Let $n \geq 2$ and $k_i, \alpha_i \in \mathbb{R}_+$ for $i \in \{1, ..., n\}$
$$ G: \mathbb{R}_+^n \to \mathbb{R}, x \mapsto G(x) = \prod_{i=1}^n x_i^{\alpha_i} - \sum_{i=1}^n k_i x_i $$ If $\sum_{i=1}^n \alpha_i > 1$, show $G$ neither has a global nor a local extremum.
I don't have a clue on how to prove this. Can anyone help out?
$G(x_1,...x_n)=\prod_{i=1}^n x_i^{\alpha_i} - \sum_{i=1}^n k_i x_i$, so $G_{x_j}=\alpha_jx_j^{\alpha_j-1}\prod_{i\ne j}x_i^{\alpha_i}-k_j$.
If G has a local extremum, then at the point where the extreme occurs, $G_{x_j}=0 \;\forall j$. Therefore $\alpha_jx_j^{\alpha_j-1}\prod_{i\ne j}x_i^{\alpha_i}=k_j$ or $G(x_1,...x_n)\alpha_j=k_jx_j$, which implies $G_{x_j}=\dfrac{k_j}{\alpha_j}$. Clearly, this expression is never 0, and hence G doesn't have a local extremum.
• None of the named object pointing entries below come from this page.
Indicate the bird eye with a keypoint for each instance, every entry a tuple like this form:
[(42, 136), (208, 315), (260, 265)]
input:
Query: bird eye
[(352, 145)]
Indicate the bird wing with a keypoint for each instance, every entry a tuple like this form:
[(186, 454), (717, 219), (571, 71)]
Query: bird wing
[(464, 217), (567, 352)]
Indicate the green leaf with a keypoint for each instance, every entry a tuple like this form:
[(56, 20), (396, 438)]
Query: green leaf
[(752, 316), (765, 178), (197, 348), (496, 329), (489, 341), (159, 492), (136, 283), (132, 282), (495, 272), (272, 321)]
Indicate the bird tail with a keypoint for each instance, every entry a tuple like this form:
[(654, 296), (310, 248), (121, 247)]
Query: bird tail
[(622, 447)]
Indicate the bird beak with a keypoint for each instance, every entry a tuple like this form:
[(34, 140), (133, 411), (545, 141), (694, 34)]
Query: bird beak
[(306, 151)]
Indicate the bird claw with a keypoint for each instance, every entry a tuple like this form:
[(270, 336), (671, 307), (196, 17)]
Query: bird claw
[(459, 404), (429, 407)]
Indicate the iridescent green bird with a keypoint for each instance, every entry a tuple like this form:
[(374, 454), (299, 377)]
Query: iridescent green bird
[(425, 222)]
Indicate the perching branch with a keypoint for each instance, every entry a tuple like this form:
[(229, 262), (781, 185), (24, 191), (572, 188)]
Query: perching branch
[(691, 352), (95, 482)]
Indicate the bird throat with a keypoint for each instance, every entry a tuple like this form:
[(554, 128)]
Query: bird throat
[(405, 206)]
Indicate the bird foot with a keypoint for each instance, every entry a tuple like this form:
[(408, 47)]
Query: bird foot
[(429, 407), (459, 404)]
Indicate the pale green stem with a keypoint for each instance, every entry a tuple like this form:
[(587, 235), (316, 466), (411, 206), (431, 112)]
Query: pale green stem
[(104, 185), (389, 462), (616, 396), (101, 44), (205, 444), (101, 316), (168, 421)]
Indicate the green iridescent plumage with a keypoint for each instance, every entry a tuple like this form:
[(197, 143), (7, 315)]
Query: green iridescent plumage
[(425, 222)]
Since G doesn't have a local extremum, it doesn't have a global extremum either. In fact, $G_{x_j}\gt 0 \; \forall j$ tells us that if we fix all the other variables and only let one variable, say $x_j$, vary, then the value of G will increase monotonically in $x_j$.